Kyle Brindza added his fifth field goal of the day, this one a 49-yarder, sandwiched between two late picks by the Irish defense against Rutgers quarterback Chas Dodd. Dodd and running back Justin Goodwin combined for four interceptions, one each landing in the hands of Irish defenders Austin Collinsworth, KeiVarae Russell, Dan Fox and senior linebacker Kendall Moore, his first.
Brindza’s kickoffs and field goals were a strange adventure, even though he only missed one three-pointer that counted (he was given a reprieve on another following a running-into-the-kicker-penalty).
The Pinstripe folks trucked in 2,500 square yards of sod for the game and may want to consider appealing for a refund.
“The field, it was interesting,” Kelly said. “We changed spikes. We had our molded (cleats) on, and we changed to our screw-in (cleats) after our program warm-ups, because we were not able to get any hold on the field.”
Kelly said the field played completely different in Friday’s walkthrough, because the ground was still frozen. When the field thawed, it became slick.
“Didn’t affect the outcome of the game in any fashion,” he said. “We’ve played in worse conditions. But we had some slick spots. But Kyle Brindza when we need a kick, he drills one late in the game. … He goes out and kicks the field goal regardless of the conditions.”
Kelly, too, adjusted his offensive game plan to counter the conditions. McDaniel said the Irish got away from cutback runs in the second half, because cuts were so difficult to execute and instead pounded the ball right at Rutgers, which also had to to with attitude.
“I think it was just everybody kind of looked at each other and said, ‘Hey, let’s just go do this thing,’” McDaniel said. “‘Let’s go win it. Pound it out like we’ve done so many times this year and just make things happen.’”
Quarterback Tommy Rees did just enough of that in a game that kind of encapsulated his career – some bad, more good, unquestioned effort and resolve.
Running Kelly’s retro fast-paced spread offense, which the coach suggested is on its way back for good, Rees slinged the ball a Notre Dame-record 47 times, completing 27 of them for 319 yards. In the process, he climbed to 7,670 career passing yards and skipped past Ron Powlus for No. 3 on the ND all-time list.
He didn’t throw a TD, but he was also interception-free in start No. 31, finishing his career a perfect 12-0 in games in which he didn’t throw a pick, 11-8 in games in which he threw at least one. He also added two planned runs Saturday, the second and third of the season. One went for five yards, his longest jaunt since 2011.
Kelly gave the game ball to the trainers for their work on minimizing the ill-effects of the flu. The Pinstripe Bowl gave left tackle Zack Martin, who played his school-record 52nd career start with four first-year starters.

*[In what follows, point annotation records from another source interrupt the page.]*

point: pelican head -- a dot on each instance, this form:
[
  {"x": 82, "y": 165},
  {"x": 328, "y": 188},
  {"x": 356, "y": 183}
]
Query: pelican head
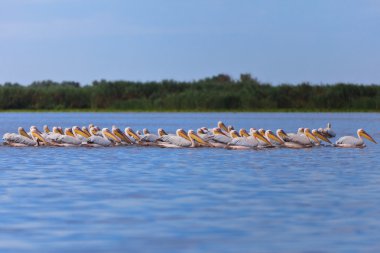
[
  {"x": 258, "y": 136},
  {"x": 93, "y": 131},
  {"x": 271, "y": 136},
  {"x": 191, "y": 134},
  {"x": 161, "y": 132},
  {"x": 222, "y": 126},
  {"x": 46, "y": 129},
  {"x": 110, "y": 136},
  {"x": 55, "y": 130},
  {"x": 320, "y": 135},
  {"x": 36, "y": 135},
  {"x": 200, "y": 131},
  {"x": 85, "y": 130},
  {"x": 130, "y": 132},
  {"x": 181, "y": 133},
  {"x": 217, "y": 131},
  {"x": 281, "y": 133},
  {"x": 243, "y": 133},
  {"x": 311, "y": 136},
  {"x": 119, "y": 134},
  {"x": 22, "y": 132},
  {"x": 362, "y": 133},
  {"x": 234, "y": 134},
  {"x": 60, "y": 130},
  {"x": 69, "y": 132},
  {"x": 205, "y": 129},
  {"x": 78, "y": 132}
]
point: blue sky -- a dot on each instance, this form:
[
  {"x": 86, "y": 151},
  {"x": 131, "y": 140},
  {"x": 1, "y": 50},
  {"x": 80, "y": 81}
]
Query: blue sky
[{"x": 276, "y": 41}]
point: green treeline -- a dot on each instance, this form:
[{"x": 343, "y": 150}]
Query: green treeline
[{"x": 218, "y": 93}]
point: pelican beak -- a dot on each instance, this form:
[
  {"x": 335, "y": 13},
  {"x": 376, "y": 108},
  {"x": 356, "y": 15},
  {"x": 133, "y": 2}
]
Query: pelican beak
[
  {"x": 312, "y": 136},
  {"x": 282, "y": 134},
  {"x": 234, "y": 134},
  {"x": 23, "y": 133},
  {"x": 70, "y": 133},
  {"x": 60, "y": 130},
  {"x": 218, "y": 131},
  {"x": 183, "y": 134},
  {"x": 198, "y": 139},
  {"x": 222, "y": 126},
  {"x": 320, "y": 136},
  {"x": 274, "y": 137},
  {"x": 130, "y": 132},
  {"x": 46, "y": 129},
  {"x": 161, "y": 132},
  {"x": 367, "y": 136},
  {"x": 81, "y": 133},
  {"x": 84, "y": 129},
  {"x": 38, "y": 136},
  {"x": 243, "y": 133},
  {"x": 262, "y": 138},
  {"x": 111, "y": 136},
  {"x": 121, "y": 135}
]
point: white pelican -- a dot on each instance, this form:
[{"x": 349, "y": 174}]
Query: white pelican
[
  {"x": 46, "y": 129},
  {"x": 353, "y": 142},
  {"x": 122, "y": 136},
  {"x": 274, "y": 139},
  {"x": 191, "y": 139},
  {"x": 23, "y": 139},
  {"x": 22, "y": 132},
  {"x": 320, "y": 136},
  {"x": 243, "y": 133},
  {"x": 304, "y": 140},
  {"x": 247, "y": 142},
  {"x": 328, "y": 132},
  {"x": 220, "y": 137},
  {"x": 205, "y": 135},
  {"x": 131, "y": 133},
  {"x": 107, "y": 139},
  {"x": 85, "y": 130},
  {"x": 75, "y": 137},
  {"x": 222, "y": 127},
  {"x": 148, "y": 137}
]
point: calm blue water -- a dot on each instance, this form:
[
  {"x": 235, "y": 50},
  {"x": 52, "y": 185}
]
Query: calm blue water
[{"x": 131, "y": 199}]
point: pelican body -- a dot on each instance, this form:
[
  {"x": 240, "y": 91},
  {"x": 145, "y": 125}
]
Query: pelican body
[{"x": 353, "y": 142}]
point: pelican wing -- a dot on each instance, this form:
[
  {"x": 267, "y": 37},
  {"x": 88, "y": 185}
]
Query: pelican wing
[
  {"x": 149, "y": 138},
  {"x": 350, "y": 141},
  {"x": 176, "y": 140},
  {"x": 299, "y": 139},
  {"x": 243, "y": 141},
  {"x": 65, "y": 139},
  {"x": 19, "y": 139},
  {"x": 221, "y": 138},
  {"x": 206, "y": 137},
  {"x": 99, "y": 141}
]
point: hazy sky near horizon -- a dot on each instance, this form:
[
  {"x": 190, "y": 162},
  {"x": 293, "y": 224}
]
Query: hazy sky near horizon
[{"x": 277, "y": 41}]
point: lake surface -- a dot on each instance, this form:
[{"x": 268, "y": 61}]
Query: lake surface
[{"x": 134, "y": 199}]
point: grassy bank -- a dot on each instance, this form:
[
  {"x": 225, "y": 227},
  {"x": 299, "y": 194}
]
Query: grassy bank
[{"x": 218, "y": 94}]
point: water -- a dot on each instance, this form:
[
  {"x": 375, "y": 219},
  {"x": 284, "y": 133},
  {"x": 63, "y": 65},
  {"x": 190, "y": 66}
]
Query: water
[{"x": 131, "y": 199}]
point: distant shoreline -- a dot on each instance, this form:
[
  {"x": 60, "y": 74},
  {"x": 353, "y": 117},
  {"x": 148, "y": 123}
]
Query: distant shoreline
[
  {"x": 183, "y": 111},
  {"x": 219, "y": 93}
]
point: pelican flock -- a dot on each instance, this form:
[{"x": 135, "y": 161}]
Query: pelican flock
[{"x": 220, "y": 136}]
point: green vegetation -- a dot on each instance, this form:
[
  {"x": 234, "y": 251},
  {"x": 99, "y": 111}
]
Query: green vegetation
[{"x": 218, "y": 93}]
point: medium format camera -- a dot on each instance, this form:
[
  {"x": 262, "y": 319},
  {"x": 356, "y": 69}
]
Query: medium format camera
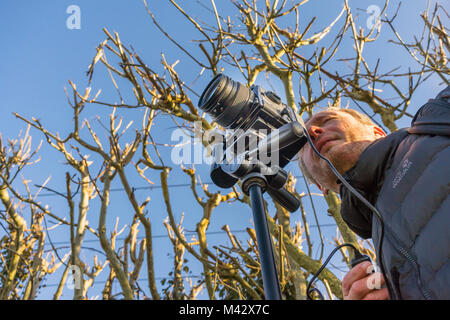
[{"x": 251, "y": 114}]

“I call it the Larry Bird effect,” Kelly said, “where an offensive lineman can make others better around him.”
The thing that heartened Kelly is that Martin wasn’t alone, and not everyone who has the Larry Bird effect is walking out the door with expired eligibility.
“They’ll leave an indelible mark in our relationship here,” Kelly said of a senior group that includes the first class he recruited at ND and the last of the Charlie Weis recruits, “not only on the staff and myself, but the younger players that we hope they’ll carry with them.”